# under the basking light



## John (Mar 15, 2011)

can people please post recorded tortoise temps taken while basking and then the ground temps under same light.it is my understanding that a tortoise sitting under a heat source being of greater mass than the surounding air and substrate can absorb and hold more heat.this is why a rock under the light can get hotter than the substrate.so if you take a reading of the substrate and it is 95 degree's,what is the temp of the tortoise and how long did it take him too reach that temp?if he needed too bask longer too achieve an optimal temp would he not benefit from the longer exposure too the uv?or is this exsposure detrimental?


----------



## Robert (Mar 15, 2011)

Interesting. 

If I can suggest, also indicate the height of the tortoise being measured. I'm interested to see the difference between a basking hatchling and an older tort. 
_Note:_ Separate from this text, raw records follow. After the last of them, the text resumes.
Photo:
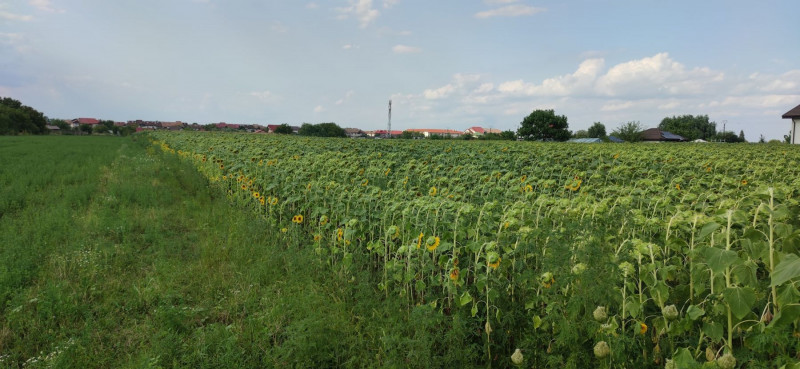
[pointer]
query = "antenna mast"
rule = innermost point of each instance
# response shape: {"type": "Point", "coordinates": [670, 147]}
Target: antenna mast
{"type": "Point", "coordinates": [389, 127]}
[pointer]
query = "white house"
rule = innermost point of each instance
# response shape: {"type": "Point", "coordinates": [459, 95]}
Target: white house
{"type": "Point", "coordinates": [794, 115]}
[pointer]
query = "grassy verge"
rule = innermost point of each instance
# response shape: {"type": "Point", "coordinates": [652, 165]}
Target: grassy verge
{"type": "Point", "coordinates": [117, 256]}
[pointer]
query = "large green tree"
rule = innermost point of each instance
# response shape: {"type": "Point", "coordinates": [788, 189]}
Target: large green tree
{"type": "Point", "coordinates": [544, 125]}
{"type": "Point", "coordinates": [630, 131]}
{"type": "Point", "coordinates": [597, 130]}
{"type": "Point", "coordinates": [322, 130]}
{"type": "Point", "coordinates": [284, 129]}
{"type": "Point", "coordinates": [16, 118]}
{"type": "Point", "coordinates": [689, 126]}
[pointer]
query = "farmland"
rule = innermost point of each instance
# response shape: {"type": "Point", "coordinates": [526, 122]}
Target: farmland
{"type": "Point", "coordinates": [426, 254]}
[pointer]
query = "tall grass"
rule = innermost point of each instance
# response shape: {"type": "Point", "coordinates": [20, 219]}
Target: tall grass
{"type": "Point", "coordinates": [114, 256]}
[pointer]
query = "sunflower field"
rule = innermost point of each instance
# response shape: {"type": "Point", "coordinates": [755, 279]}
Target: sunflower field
{"type": "Point", "coordinates": [551, 254]}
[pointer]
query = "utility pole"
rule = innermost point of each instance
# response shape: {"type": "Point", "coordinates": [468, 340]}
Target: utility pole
{"type": "Point", "coordinates": [389, 126]}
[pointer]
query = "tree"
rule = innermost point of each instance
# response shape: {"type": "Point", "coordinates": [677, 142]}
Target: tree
{"type": "Point", "coordinates": [508, 135]}
{"type": "Point", "coordinates": [283, 129]}
{"type": "Point", "coordinates": [85, 128]}
{"type": "Point", "coordinates": [408, 135]}
{"type": "Point", "coordinates": [728, 137]}
{"type": "Point", "coordinates": [581, 133]}
{"type": "Point", "coordinates": [63, 125]}
{"type": "Point", "coordinates": [597, 130]}
{"type": "Point", "coordinates": [16, 118]}
{"type": "Point", "coordinates": [544, 125]}
{"type": "Point", "coordinates": [689, 126]}
{"type": "Point", "coordinates": [631, 131]}
{"type": "Point", "coordinates": [322, 130]}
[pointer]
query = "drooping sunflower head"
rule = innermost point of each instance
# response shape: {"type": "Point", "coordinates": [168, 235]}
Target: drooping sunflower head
{"type": "Point", "coordinates": [493, 259]}
{"type": "Point", "coordinates": [454, 274]}
{"type": "Point", "coordinates": [432, 243]}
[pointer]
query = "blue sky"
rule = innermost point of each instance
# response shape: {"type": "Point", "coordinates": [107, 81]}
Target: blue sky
{"type": "Point", "coordinates": [444, 63]}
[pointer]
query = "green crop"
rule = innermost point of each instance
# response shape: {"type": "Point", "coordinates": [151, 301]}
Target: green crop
{"type": "Point", "coordinates": [673, 253]}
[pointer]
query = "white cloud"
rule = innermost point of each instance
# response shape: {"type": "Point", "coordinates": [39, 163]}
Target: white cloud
{"type": "Point", "coordinates": [265, 96]}
{"type": "Point", "coordinates": [10, 38]}
{"type": "Point", "coordinates": [14, 17]}
{"type": "Point", "coordinates": [484, 88]}
{"type": "Point", "coordinates": [657, 75]}
{"type": "Point", "coordinates": [346, 97]}
{"type": "Point", "coordinates": [45, 5]}
{"type": "Point", "coordinates": [278, 27]}
{"type": "Point", "coordinates": [361, 10]}
{"type": "Point", "coordinates": [439, 93]}
{"type": "Point", "coordinates": [617, 105]}
{"type": "Point", "coordinates": [403, 49]}
{"type": "Point", "coordinates": [515, 10]}
{"type": "Point", "coordinates": [579, 82]}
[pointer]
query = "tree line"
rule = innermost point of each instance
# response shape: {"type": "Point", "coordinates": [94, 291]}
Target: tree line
{"type": "Point", "coordinates": [545, 125]}
{"type": "Point", "coordinates": [16, 118]}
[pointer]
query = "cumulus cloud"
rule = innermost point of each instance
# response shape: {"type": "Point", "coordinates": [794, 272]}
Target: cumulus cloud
{"type": "Point", "coordinates": [14, 17]}
{"type": "Point", "coordinates": [361, 10]}
{"type": "Point", "coordinates": [438, 93]}
{"type": "Point", "coordinates": [265, 96]}
{"type": "Point", "coordinates": [404, 49]}
{"type": "Point", "coordinates": [579, 82]}
{"type": "Point", "coordinates": [346, 97]}
{"type": "Point", "coordinates": [45, 5]}
{"type": "Point", "coordinates": [514, 10]}
{"type": "Point", "coordinates": [655, 75]}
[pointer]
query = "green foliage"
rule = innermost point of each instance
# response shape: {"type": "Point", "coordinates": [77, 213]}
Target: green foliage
{"type": "Point", "coordinates": [284, 129]}
{"type": "Point", "coordinates": [508, 135]}
{"type": "Point", "coordinates": [597, 130]}
{"type": "Point", "coordinates": [321, 130]}
{"type": "Point", "coordinates": [16, 118]}
{"type": "Point", "coordinates": [408, 135]}
{"type": "Point", "coordinates": [629, 132]}
{"type": "Point", "coordinates": [689, 126]}
{"type": "Point", "coordinates": [728, 137]}
{"type": "Point", "coordinates": [581, 133]}
{"type": "Point", "coordinates": [285, 251]}
{"type": "Point", "coordinates": [544, 125]}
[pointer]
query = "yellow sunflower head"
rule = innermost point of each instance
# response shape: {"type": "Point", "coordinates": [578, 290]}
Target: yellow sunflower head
{"type": "Point", "coordinates": [432, 243]}
{"type": "Point", "coordinates": [454, 274]}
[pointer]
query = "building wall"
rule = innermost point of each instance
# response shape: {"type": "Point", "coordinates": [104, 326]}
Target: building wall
{"type": "Point", "coordinates": [795, 134]}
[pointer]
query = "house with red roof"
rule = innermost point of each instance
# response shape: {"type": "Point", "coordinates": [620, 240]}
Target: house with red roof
{"type": "Point", "coordinates": [78, 121]}
{"type": "Point", "coordinates": [428, 132]}
{"type": "Point", "coordinates": [794, 115]}
{"type": "Point", "coordinates": [480, 131]}
{"type": "Point", "coordinates": [383, 133]}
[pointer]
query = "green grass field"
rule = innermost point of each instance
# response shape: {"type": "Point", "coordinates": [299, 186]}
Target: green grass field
{"type": "Point", "coordinates": [113, 256]}
{"type": "Point", "coordinates": [225, 250]}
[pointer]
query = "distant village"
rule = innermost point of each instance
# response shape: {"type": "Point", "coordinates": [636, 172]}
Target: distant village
{"type": "Point", "coordinates": [144, 125]}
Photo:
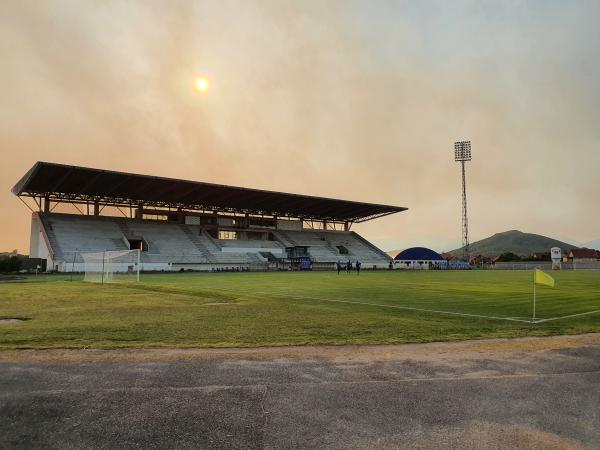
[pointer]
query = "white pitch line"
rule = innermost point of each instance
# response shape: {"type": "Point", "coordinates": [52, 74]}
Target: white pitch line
{"type": "Point", "coordinates": [566, 317]}
{"type": "Point", "coordinates": [409, 308]}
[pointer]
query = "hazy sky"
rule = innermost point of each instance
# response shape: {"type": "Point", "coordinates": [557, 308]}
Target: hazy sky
{"type": "Point", "coordinates": [359, 100]}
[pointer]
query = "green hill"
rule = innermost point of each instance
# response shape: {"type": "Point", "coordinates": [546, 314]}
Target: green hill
{"type": "Point", "coordinates": [523, 244]}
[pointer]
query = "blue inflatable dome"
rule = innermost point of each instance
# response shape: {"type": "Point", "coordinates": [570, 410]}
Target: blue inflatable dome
{"type": "Point", "coordinates": [418, 254]}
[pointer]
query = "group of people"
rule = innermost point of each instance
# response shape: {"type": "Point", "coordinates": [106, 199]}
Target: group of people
{"type": "Point", "coordinates": [348, 266]}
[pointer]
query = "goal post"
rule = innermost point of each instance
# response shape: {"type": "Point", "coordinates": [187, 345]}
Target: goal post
{"type": "Point", "coordinates": [111, 266]}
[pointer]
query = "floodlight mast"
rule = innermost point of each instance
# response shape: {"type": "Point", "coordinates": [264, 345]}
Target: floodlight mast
{"type": "Point", "coordinates": [462, 154]}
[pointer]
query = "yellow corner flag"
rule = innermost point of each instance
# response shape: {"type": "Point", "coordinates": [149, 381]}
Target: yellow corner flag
{"type": "Point", "coordinates": [543, 278]}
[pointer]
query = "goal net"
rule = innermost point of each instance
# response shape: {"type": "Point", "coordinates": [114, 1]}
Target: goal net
{"type": "Point", "coordinates": [111, 266]}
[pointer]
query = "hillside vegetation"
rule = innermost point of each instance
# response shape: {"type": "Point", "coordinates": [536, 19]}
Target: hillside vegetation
{"type": "Point", "coordinates": [522, 244]}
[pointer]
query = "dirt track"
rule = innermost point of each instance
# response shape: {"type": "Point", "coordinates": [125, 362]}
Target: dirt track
{"type": "Point", "coordinates": [522, 393]}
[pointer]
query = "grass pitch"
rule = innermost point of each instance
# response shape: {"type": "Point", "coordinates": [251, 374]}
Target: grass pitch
{"type": "Point", "coordinates": [261, 309]}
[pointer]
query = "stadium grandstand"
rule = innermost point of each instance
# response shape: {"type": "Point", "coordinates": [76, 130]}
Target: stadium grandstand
{"type": "Point", "coordinates": [188, 225]}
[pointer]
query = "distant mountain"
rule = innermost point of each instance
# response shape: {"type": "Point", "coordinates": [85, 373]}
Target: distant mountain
{"type": "Point", "coordinates": [523, 244]}
{"type": "Point", "coordinates": [592, 244]}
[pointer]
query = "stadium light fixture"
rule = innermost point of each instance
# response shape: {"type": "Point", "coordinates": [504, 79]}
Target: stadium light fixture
{"type": "Point", "coordinates": [462, 154]}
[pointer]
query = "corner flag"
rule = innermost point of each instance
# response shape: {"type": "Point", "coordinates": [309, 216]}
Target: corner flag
{"type": "Point", "coordinates": [543, 278]}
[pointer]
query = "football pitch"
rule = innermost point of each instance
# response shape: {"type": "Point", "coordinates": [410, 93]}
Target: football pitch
{"type": "Point", "coordinates": [293, 308]}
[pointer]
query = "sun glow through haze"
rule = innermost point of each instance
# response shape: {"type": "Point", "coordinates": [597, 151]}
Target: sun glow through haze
{"type": "Point", "coordinates": [201, 84]}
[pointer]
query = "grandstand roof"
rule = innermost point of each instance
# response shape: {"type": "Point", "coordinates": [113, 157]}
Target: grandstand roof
{"type": "Point", "coordinates": [66, 183]}
{"type": "Point", "coordinates": [418, 254]}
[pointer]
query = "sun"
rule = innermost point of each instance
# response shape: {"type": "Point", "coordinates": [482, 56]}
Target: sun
{"type": "Point", "coordinates": [201, 84]}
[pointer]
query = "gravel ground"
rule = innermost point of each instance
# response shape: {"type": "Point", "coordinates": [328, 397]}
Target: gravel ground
{"type": "Point", "coordinates": [540, 393]}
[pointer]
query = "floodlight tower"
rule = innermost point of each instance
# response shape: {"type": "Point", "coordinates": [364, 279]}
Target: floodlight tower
{"type": "Point", "coordinates": [462, 154]}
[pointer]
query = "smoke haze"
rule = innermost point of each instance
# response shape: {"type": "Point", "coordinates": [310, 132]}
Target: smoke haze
{"type": "Point", "coordinates": [358, 100]}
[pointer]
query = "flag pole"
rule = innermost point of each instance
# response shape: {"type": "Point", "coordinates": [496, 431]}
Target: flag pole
{"type": "Point", "coordinates": [533, 295]}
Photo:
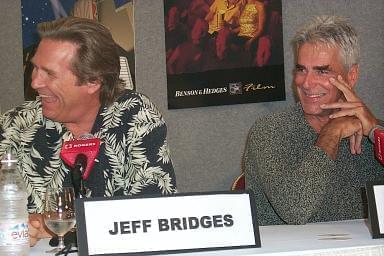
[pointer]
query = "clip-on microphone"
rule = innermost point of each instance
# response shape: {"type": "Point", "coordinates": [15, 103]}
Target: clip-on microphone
{"type": "Point", "coordinates": [80, 156]}
{"type": "Point", "coordinates": [379, 145]}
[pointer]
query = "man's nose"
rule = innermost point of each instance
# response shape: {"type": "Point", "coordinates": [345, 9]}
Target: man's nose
{"type": "Point", "coordinates": [37, 80]}
{"type": "Point", "coordinates": [308, 80]}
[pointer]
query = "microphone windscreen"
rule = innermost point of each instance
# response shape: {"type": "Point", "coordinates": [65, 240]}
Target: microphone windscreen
{"type": "Point", "coordinates": [88, 147]}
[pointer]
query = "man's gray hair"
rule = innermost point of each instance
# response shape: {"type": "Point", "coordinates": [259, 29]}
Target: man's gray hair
{"type": "Point", "coordinates": [334, 31]}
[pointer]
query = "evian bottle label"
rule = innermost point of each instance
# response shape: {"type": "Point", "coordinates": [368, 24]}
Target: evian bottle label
{"type": "Point", "coordinates": [14, 232]}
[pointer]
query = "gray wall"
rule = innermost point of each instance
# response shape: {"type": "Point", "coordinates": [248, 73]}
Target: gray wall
{"type": "Point", "coordinates": [207, 143]}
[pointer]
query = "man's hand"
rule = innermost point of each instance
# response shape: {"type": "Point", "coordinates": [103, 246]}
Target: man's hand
{"type": "Point", "coordinates": [37, 229]}
{"type": "Point", "coordinates": [353, 106]}
{"type": "Point", "coordinates": [337, 129]}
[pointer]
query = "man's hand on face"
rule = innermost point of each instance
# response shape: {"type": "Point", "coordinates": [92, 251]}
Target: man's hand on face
{"type": "Point", "coordinates": [353, 106]}
{"type": "Point", "coordinates": [37, 229]}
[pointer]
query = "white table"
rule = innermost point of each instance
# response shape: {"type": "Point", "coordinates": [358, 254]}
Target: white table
{"type": "Point", "coordinates": [329, 238]}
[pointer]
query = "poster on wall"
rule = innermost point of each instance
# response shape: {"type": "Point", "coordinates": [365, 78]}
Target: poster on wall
{"type": "Point", "coordinates": [117, 15]}
{"type": "Point", "coordinates": [222, 52]}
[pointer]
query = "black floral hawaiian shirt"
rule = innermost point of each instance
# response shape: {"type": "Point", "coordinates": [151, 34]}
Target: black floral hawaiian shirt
{"type": "Point", "coordinates": [133, 158]}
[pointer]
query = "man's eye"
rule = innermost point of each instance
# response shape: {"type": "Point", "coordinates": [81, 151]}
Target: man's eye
{"type": "Point", "coordinates": [323, 72]}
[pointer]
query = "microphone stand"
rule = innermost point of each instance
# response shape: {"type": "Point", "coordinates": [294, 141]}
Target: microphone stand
{"type": "Point", "coordinates": [77, 175]}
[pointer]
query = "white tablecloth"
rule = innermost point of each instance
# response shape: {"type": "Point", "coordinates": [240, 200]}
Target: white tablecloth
{"type": "Point", "coordinates": [329, 238]}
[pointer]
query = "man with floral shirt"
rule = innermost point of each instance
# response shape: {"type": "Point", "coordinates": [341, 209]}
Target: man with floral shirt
{"type": "Point", "coordinates": [76, 74]}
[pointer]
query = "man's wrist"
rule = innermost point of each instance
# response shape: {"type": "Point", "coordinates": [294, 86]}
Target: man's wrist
{"type": "Point", "coordinates": [379, 126]}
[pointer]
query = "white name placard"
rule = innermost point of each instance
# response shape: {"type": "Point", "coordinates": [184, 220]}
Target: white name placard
{"type": "Point", "coordinates": [181, 222]}
{"type": "Point", "coordinates": [375, 196]}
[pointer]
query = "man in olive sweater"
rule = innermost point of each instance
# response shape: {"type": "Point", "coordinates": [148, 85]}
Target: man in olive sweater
{"type": "Point", "coordinates": [310, 162]}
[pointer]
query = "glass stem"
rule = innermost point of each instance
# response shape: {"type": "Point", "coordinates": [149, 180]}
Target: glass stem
{"type": "Point", "coordinates": [61, 242]}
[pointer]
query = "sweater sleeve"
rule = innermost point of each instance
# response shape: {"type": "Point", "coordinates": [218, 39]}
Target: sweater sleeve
{"type": "Point", "coordinates": [287, 173]}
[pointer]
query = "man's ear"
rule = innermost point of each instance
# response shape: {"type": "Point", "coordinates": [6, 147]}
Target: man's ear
{"type": "Point", "coordinates": [93, 86]}
{"type": "Point", "coordinates": [353, 75]}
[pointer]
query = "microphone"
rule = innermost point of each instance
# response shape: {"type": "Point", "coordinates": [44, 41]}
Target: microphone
{"type": "Point", "coordinates": [378, 135]}
{"type": "Point", "coordinates": [80, 156]}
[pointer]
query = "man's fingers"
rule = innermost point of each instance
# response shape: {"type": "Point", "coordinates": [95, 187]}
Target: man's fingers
{"type": "Point", "coordinates": [342, 105]}
{"type": "Point", "coordinates": [358, 139]}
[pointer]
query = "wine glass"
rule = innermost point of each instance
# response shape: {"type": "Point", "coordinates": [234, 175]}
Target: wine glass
{"type": "Point", "coordinates": [59, 213]}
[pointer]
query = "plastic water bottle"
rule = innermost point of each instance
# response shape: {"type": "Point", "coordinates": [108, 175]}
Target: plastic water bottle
{"type": "Point", "coordinates": [14, 239]}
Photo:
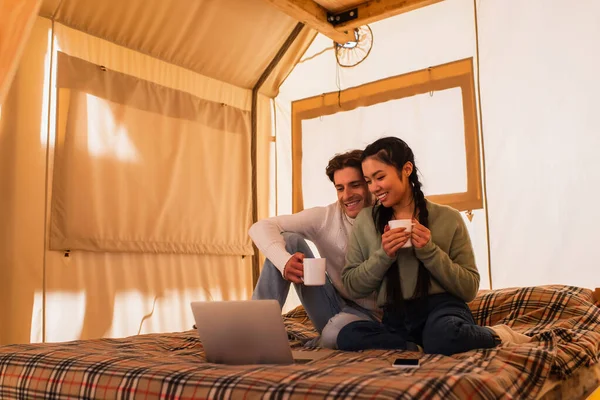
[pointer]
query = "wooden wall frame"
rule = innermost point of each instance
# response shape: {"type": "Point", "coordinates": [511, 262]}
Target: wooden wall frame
{"type": "Point", "coordinates": [457, 74]}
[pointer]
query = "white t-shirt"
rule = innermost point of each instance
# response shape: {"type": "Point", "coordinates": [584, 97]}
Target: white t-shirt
{"type": "Point", "coordinates": [327, 227]}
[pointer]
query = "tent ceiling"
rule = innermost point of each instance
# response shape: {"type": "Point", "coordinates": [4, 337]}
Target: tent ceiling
{"type": "Point", "coordinates": [230, 40]}
{"type": "Point", "coordinates": [316, 13]}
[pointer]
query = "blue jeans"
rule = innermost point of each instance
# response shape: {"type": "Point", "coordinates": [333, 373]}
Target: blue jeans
{"type": "Point", "coordinates": [440, 323]}
{"type": "Point", "coordinates": [327, 310]}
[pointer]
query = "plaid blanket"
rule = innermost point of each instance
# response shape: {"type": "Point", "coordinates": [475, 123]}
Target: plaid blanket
{"type": "Point", "coordinates": [563, 321]}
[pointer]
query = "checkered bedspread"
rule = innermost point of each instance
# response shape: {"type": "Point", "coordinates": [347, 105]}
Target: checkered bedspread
{"type": "Point", "coordinates": [563, 321]}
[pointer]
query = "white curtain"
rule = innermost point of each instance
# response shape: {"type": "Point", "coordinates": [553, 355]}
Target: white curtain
{"type": "Point", "coordinates": [539, 83]}
{"type": "Point", "coordinates": [16, 21]}
{"type": "Point", "coordinates": [142, 167]}
{"type": "Point", "coordinates": [46, 295]}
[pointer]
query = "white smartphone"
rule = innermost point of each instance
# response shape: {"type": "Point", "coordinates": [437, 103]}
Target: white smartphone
{"type": "Point", "coordinates": [406, 363]}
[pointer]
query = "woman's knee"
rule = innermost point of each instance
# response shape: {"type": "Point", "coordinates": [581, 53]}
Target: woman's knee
{"type": "Point", "coordinates": [444, 338]}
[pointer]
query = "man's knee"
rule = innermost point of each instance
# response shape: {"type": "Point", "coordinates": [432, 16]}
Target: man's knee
{"type": "Point", "coordinates": [330, 333]}
{"type": "Point", "coordinates": [295, 243]}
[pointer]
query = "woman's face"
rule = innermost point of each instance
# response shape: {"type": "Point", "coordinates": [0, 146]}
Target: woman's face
{"type": "Point", "coordinates": [385, 183]}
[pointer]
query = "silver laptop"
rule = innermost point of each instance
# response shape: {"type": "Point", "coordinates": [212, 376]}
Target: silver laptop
{"type": "Point", "coordinates": [246, 332]}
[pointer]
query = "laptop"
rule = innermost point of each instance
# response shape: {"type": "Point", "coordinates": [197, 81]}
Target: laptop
{"type": "Point", "coordinates": [246, 332]}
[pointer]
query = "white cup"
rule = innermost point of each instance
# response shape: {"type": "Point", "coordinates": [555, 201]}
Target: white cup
{"type": "Point", "coordinates": [314, 271]}
{"type": "Point", "coordinates": [403, 223]}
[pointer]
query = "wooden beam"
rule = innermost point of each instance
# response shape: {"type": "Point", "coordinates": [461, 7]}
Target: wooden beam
{"type": "Point", "coordinates": [376, 10]}
{"type": "Point", "coordinates": [314, 16]}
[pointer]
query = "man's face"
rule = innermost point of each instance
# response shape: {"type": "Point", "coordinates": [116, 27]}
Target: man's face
{"type": "Point", "coordinates": [352, 190]}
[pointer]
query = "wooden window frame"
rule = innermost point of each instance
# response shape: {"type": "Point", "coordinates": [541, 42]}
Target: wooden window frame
{"type": "Point", "coordinates": [457, 74]}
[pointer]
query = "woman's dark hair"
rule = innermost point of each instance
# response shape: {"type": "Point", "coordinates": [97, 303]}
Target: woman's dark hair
{"type": "Point", "coordinates": [395, 152]}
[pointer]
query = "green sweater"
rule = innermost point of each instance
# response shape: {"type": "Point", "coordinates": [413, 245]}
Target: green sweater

Will follow up with these readings a bit later.


----------



## CtTortoiseMom (Mar 15, 2011)

Okay I tried to take pics but do not have enough hands. She measures just under 6 inches from bottom of carapace to highest part of her dome. She woke up at 76 degrees and after 30 minutes of eating and basking her temp was reading 86 on the top of her carapace which was directly under the light and 77 degrees on her side and lower back of carapace. She is still basking but I have to leave. I am going to try and measure her temps every 10 minutes and also log the frequency and duration of each time she bask's. It will be interesting to compare it to what she does outside.


----------